Residential opioid-dependent volunteers (n = 8) were maintained, in randomized sequence, on each of three different daily sublingual B/N doses (8/2, 16/4, 32/8 mg). After 2 weeks on each maintenance dose, participants underwent challenge sessions on each weekday for 1 week. Challenges consisted of within-session, ascending dose administration of IM hydromorphone (H: 0, 6, and 12 mg). During that week, active B/N dose was given only on Monday; double-blind placebo was administered on the remaining weekdays. Thus, these sessions assessed the extent of both opioid blockade and spontaneous withdrawal at 2, 26, 50, 74, and 98 h after the last active B/N dose.

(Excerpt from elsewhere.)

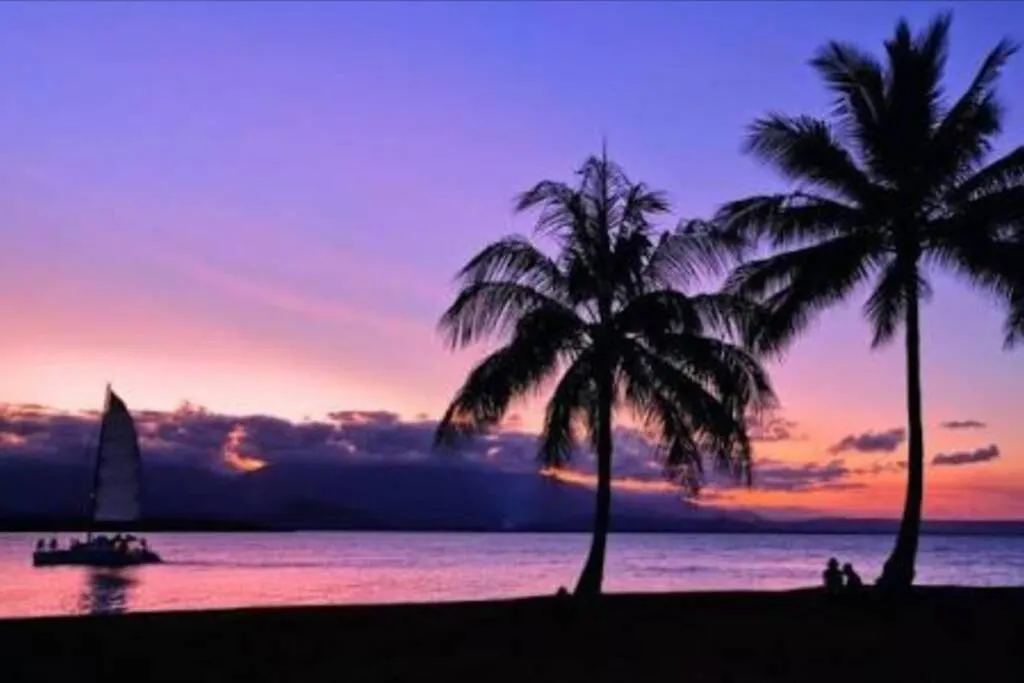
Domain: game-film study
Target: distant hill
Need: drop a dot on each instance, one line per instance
(437, 496)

All three maintenance doses provided substantial but incomplete blockade against opioid agonist effects for 98 h. The extent of blockade diminished steadily but modestly over this time and did not differ as a function of B/N maintenance dose. In general, participants did not report marked spontaneous opioid withdrawal, although mild withdrawal effects were observed as time since the last active B/N dose increased. However, withdrawal did not differ as a function of B/N maintenance dose.

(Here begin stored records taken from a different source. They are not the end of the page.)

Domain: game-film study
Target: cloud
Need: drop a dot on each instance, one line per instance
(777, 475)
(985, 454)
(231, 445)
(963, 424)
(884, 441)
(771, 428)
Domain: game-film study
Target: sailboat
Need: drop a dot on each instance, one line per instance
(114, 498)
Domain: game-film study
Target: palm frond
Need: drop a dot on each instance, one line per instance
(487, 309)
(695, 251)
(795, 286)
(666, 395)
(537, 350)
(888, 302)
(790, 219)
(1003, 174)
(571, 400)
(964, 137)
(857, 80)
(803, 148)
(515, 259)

These findings suggest that B/N doses greater than 8/2 mg provide minimal incremental value in terms of opioid blockade and withdrawal suppression.
丁丙诺啡作用持续时间长,用于阿片类药物依赖时可减少每日给药次数,但丁丙诺啡多日效应的药理学特征尚不完全明确。
本研究评估了丁丙诺啡/纳洛酮(B/N)在98小时内的阿片类药物阻断和自发戒断效应。
居住的阿片类药物依赖志愿者(n = 8)按随机顺序接受三种不同的每日舌下B/N剂量(8/2、16/4、32/8毫克)维持治疗。每种维持剂量治疗2周后,参与者在每个工作日进行为期1周的激发试验。激发试验包括在试验期间递增剂量注射肌内注射氢吗啡酮(H:0、6和12毫克)。在那一周,仅在周一给予活性B/N剂量;其余工作日给予双盲安慰剂。因此,这些试验评估了最后一次活性B/N剂量后2、26、50、74和98小时的阿片类药物阻断和自发戒断程度。
所有三种维持剂量在98小时内均提供了显著但不完全的阿片类激动剂效应阻断。在此期间,阻断程度稳步但适度下降,且与B/N维持剂量无关。总体而言,参与者未报告明显的自发阿片类戒断症状,尽管随着距最后一次活性B/N剂量时间的增加,观察到了轻微的戒断效应。然而,戒断效应与B/N维持剂量无关。
这些发现表明,大于8/2毫克的B/N剂量在阿片类药物阻断和戒断抑制方面提供的增量价值最小。